Lucie Lapovsky, who runs a higher education finance consulting firm, said she’s suggested tuition resets to many institutions.

“If a school is aiding all of their students and their discount rate is greater than 50 percent, it’s a strategy worth exploring,” Lapovsky said. In the example of Bridgewater, “it should increase the pool of students who are looking at the school. Once they’re looking, the school has the opportunity to persuade them that it’s the right fit for them.”

Over the past 30 years, colleges and universities have shifted their messaging on financial aid.

While scholarships were once largely targeted at low-income students and athletes, the rise of merit-based scholarships spurred a “competition of buying students,” Lapovsky said. “For example, a student who gets into Harvard with no need may be persuaded to go to a school that’s somewhat less competitive if they get a full scholarship.” As a result, it created the widespread high-cost/high-aid model, which gives students and their families a license to “brag about how much aid you got and how brilliant you are and how much the school wanted you,” she said.

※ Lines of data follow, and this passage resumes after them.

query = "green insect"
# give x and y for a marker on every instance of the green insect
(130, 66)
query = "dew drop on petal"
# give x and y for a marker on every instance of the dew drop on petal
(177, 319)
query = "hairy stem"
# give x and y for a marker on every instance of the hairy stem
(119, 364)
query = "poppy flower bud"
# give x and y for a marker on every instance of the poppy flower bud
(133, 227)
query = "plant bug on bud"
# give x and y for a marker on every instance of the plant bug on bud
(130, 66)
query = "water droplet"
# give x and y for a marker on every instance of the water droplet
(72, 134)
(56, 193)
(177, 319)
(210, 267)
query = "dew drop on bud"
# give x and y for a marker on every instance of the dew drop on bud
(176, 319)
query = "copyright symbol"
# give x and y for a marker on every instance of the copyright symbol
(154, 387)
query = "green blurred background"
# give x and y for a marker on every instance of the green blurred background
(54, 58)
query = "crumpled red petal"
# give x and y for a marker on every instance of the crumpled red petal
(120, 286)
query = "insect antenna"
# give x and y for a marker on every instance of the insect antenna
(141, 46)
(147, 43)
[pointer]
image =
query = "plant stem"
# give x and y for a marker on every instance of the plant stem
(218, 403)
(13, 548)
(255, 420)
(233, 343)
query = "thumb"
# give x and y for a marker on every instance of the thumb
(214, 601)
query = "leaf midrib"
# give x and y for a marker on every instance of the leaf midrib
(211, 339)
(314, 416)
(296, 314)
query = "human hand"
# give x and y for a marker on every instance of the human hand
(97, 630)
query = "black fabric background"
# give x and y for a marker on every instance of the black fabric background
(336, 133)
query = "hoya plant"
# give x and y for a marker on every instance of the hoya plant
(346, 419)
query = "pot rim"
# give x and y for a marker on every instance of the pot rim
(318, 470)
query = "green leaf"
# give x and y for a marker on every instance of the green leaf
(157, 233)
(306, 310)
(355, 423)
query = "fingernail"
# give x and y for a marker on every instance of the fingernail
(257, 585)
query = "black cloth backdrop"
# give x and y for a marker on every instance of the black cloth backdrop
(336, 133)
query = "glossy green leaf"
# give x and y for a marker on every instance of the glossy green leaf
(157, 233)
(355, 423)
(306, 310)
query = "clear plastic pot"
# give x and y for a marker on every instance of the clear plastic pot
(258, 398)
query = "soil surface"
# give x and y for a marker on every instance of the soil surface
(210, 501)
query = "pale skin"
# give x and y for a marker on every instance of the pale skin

In reality, though, “it’s really just a tactic to get the students to attend.”

‘A Gamble’

Phillip Levine, an economics professor at Wellesley College, said cost transparency “enables students to make better educational decisions,” but considering a tuition reset can put institutions “in a bind.”

While colleges may want to lower sticker prices, “they worry about losing the marketing advantage of the prestige and specialness that their competitors are offering students,” he said. “Any one institution risks losing students by doing the ‘right thing.’” This problem could be solved “if all schools collectively got together and said, ‘Let’s change what we do,’” Levine said. But that’s not going to happen because such a coordinated effort would equate to collusion, and the “Department of Justice would go crazy.”

As it stands now, a “tuition reset is a gamble,” Levine said. “The only time you’re more likely to engage in a policy like that is when times are tough.”